Caric: Donisen Donald / Freedom

“When it comes to retaining power and its privileges, the imagination of the people in power rarely lacks resources” (François Mitterrand)

The long reign of Faure Gnassingbé is marked by a procession of villainies. Misappropriation of public funds, financial embezzlement, corruption are the characteristic plagues of his regime. The first years of Faure Gnassingbé were apocalyptic in terms of economic crimes. During the same years, Togo was the most affected by illicit financial flows in the world, reaching a value representing 76.3% of its GDP, 2435.9% of its education budget and 1088.7% of their health budget.

The petty oligarchy had embarked on the race for embezzlement with such frenzy that in 2012 the father’s son was forced to confess the sins of the small group that gravitates around the central core of power: a minority made hands low on all the property and wealth of the country which should go to all Togolese. “When the fewest monopolize resources to the detriment of the greatest number, then a harmful imbalance is established which threatens democracy and progress to its very depths”, he had given the impression of deploring.

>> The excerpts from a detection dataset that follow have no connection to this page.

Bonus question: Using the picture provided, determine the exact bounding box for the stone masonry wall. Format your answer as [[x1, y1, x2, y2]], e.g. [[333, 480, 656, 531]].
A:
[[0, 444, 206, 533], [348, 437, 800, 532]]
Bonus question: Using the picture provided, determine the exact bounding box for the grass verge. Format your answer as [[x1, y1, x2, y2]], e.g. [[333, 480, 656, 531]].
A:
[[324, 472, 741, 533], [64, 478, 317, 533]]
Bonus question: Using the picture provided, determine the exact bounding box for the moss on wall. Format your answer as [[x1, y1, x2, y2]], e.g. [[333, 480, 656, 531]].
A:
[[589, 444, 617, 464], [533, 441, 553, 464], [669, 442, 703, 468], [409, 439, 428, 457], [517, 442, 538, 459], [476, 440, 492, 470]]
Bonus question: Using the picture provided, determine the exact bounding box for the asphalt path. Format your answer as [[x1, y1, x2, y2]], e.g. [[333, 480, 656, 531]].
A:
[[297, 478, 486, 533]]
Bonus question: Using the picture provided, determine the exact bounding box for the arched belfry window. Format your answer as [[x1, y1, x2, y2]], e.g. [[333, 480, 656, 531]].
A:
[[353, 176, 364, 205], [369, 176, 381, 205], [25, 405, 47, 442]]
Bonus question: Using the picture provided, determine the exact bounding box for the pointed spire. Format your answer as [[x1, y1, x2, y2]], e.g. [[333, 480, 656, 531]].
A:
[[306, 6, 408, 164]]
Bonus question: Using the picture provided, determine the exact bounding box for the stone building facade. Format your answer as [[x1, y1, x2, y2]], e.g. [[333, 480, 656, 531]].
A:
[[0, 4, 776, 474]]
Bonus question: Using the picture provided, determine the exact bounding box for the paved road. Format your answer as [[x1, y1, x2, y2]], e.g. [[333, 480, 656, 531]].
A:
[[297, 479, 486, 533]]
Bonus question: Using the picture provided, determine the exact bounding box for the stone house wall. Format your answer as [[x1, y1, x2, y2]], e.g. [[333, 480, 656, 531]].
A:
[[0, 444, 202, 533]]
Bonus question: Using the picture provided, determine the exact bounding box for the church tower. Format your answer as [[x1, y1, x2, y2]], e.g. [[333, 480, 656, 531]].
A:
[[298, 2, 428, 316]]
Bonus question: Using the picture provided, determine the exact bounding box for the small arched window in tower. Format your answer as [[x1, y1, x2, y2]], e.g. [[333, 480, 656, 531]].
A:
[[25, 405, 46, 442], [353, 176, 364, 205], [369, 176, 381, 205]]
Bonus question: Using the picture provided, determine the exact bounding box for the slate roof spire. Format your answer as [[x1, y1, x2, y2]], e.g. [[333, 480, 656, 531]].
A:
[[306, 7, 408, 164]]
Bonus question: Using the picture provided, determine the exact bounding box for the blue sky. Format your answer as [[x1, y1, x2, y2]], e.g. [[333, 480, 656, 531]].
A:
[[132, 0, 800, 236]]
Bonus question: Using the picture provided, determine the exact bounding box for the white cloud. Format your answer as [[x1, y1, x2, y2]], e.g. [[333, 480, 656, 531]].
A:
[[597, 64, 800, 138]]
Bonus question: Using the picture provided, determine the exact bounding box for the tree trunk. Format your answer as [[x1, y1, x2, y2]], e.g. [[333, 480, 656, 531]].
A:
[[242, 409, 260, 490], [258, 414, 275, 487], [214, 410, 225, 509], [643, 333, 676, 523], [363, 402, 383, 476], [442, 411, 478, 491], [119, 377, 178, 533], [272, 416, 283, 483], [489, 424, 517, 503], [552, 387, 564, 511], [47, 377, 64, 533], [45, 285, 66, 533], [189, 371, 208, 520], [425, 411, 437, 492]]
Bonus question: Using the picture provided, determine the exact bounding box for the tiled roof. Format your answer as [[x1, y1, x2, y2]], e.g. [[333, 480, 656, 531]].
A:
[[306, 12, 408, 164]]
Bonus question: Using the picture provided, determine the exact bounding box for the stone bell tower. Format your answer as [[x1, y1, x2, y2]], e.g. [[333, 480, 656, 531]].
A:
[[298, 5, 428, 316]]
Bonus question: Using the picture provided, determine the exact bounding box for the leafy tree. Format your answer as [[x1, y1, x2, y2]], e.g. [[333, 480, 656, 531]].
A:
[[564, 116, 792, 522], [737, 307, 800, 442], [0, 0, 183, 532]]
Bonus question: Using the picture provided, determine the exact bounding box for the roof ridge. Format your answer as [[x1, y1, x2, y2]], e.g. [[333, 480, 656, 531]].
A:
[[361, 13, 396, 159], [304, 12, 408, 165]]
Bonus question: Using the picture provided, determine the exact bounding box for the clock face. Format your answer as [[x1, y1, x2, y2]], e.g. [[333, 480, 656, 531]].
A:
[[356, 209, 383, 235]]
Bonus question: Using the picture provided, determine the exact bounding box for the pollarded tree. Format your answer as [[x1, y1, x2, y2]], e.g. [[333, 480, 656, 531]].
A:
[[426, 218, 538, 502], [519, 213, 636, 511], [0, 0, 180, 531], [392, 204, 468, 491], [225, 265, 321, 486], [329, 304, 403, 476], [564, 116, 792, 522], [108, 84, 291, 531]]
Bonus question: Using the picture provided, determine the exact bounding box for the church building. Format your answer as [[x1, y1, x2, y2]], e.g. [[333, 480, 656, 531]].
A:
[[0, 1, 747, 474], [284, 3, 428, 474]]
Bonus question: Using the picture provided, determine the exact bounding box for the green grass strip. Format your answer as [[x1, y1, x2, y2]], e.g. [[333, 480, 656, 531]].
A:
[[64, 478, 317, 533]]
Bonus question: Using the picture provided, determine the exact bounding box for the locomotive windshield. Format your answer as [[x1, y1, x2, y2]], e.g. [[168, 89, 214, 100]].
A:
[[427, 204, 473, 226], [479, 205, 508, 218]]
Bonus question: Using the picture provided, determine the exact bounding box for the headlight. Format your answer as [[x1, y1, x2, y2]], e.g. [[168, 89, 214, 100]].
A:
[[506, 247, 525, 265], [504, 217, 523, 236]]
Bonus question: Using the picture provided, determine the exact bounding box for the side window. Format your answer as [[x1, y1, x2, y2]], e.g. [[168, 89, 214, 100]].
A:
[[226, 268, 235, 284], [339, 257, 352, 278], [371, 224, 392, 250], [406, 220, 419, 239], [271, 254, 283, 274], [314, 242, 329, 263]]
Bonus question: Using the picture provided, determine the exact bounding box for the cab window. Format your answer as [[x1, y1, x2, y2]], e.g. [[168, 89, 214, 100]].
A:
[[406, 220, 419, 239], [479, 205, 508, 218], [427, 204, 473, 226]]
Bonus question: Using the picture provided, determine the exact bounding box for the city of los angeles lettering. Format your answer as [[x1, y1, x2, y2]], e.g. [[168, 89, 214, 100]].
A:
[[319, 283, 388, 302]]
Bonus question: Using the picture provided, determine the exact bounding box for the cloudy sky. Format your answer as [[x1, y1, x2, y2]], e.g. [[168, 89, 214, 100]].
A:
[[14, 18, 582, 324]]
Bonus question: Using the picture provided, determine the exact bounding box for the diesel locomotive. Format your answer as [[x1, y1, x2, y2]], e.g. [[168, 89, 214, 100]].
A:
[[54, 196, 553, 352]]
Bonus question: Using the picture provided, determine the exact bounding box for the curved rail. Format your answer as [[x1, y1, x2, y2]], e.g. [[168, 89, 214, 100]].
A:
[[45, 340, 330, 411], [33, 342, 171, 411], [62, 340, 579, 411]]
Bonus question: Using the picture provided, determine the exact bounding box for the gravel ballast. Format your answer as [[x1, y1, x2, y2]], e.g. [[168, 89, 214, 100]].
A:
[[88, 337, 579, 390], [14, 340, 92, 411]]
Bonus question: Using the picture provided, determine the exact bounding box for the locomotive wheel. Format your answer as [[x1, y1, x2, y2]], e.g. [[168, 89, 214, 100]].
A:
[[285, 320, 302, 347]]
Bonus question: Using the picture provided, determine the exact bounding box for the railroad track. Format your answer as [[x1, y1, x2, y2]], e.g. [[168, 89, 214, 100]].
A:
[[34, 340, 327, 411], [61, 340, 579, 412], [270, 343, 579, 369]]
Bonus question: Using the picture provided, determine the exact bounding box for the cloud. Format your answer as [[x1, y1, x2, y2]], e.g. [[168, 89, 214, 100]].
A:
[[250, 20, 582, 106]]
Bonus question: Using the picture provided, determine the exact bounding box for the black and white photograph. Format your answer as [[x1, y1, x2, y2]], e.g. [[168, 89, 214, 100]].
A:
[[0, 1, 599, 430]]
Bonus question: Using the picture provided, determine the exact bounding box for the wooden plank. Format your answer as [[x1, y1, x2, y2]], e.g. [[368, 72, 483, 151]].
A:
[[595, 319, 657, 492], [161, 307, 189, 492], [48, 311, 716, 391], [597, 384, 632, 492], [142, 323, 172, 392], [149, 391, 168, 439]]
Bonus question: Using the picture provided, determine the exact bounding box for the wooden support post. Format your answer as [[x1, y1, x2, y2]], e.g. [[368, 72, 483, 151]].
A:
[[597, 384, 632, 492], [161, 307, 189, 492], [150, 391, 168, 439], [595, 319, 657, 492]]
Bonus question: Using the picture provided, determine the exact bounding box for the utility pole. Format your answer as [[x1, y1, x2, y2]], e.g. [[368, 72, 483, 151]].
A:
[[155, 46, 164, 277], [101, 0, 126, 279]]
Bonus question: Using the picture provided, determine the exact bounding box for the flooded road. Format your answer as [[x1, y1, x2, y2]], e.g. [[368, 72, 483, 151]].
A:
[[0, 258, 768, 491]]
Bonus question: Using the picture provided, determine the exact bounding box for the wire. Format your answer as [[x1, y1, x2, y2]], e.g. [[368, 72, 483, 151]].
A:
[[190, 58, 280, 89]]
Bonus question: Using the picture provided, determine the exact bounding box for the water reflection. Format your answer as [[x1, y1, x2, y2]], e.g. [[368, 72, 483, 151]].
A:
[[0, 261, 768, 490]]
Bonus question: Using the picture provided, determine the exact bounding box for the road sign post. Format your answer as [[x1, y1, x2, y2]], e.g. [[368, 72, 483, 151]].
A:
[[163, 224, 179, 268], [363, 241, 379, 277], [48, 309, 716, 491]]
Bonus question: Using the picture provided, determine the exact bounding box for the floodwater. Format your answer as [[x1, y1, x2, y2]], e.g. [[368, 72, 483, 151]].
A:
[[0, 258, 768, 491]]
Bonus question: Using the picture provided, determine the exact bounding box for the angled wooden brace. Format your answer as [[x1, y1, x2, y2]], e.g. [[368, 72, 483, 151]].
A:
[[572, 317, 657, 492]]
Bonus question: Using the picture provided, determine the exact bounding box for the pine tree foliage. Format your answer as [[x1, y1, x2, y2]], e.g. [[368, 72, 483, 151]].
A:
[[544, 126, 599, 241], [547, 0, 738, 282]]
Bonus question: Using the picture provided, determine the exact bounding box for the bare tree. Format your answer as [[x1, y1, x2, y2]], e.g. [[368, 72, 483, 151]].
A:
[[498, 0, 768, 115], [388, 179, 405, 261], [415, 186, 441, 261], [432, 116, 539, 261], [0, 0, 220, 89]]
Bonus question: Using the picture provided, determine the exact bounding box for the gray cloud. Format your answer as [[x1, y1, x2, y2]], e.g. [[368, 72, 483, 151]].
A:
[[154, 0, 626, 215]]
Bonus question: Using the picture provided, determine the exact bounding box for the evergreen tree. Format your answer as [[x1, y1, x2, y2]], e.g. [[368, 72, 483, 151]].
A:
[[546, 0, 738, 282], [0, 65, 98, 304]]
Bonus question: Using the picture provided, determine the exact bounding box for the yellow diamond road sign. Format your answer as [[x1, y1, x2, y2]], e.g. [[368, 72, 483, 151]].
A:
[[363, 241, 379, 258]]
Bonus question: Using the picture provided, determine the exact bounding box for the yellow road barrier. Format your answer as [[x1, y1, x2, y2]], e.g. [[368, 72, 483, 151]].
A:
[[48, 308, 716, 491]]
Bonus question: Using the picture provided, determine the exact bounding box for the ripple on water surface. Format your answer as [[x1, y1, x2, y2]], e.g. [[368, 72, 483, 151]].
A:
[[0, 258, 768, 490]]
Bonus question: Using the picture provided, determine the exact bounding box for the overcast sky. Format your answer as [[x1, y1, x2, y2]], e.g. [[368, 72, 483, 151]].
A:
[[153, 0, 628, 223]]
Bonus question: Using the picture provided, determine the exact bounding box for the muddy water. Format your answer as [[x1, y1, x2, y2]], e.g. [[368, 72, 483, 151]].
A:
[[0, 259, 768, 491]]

But the report was only limited to the diagnosis. Absolutely nothing has been done to discourage those who engage in illicit actions with contempt and take liberties with the public purse. On the contrary, he rather seemed to give them a blank check. Obsessed with lucre, they continue to this day to chip away at taxpayers’ money. Under the intertwining of numerous cases of corruption, pierce the oilgate and the Covidgate, immense scandals of misappropriation of the last public. The prevaricators are in no way worried. On the contrary, they are protected and exempt from the basic duty of accountability. Life goes on.

They can steal, plunder the country, but eyeing the presidential chair is a supreme affront that borders on the crime of lèse-majesté. Yes, state power is considered an eternal family legacy. “My father told me never to let power escape us,” Faure Gnassingbé confided to his supporters following the bloody parenthesis of 2005. Since then, he has multiplied presidential terms endlessly.

Any form of ambition emanating from the entourage is immediately reduced to nothing. The securocrats and other ambitious ones are pushed towards the prison. Many are the barons of the mode which made the painful experiment of it. Suspected of nurturing presidential ambitions, the former large format minister and kingmaker, had been stuck in a scandalous case of fraud, then imprisoned. Today, this former strong man of the executive, whose rise in the circles of power was increasingly frowned upon, is out of order with the regime.

Long before, it was the half-brother Kpatcha who had been neutralized. Sick and cut off from his resources, he has been serving a prison sentence since 2009 in another dark case of an attempt to undermine state security. No longer representing any threat, the other brother can peacefully prolong the enjoyment of power.

The General, man of “PAIY”, considered as the most influential military figure of the regime, has also just fallen by the wayside. Stuck between four walls for several weeks, he is given all kinds of facts and misdeeds. Previously, another securocrat was downright killed. It is whispered that he would have refused to perform basic tasks in connection with the “fraudulent” of 2020.

In Faure Gnassingbé’s Togo, to avoid trouble and have a long life, you have to eat and join the ranks.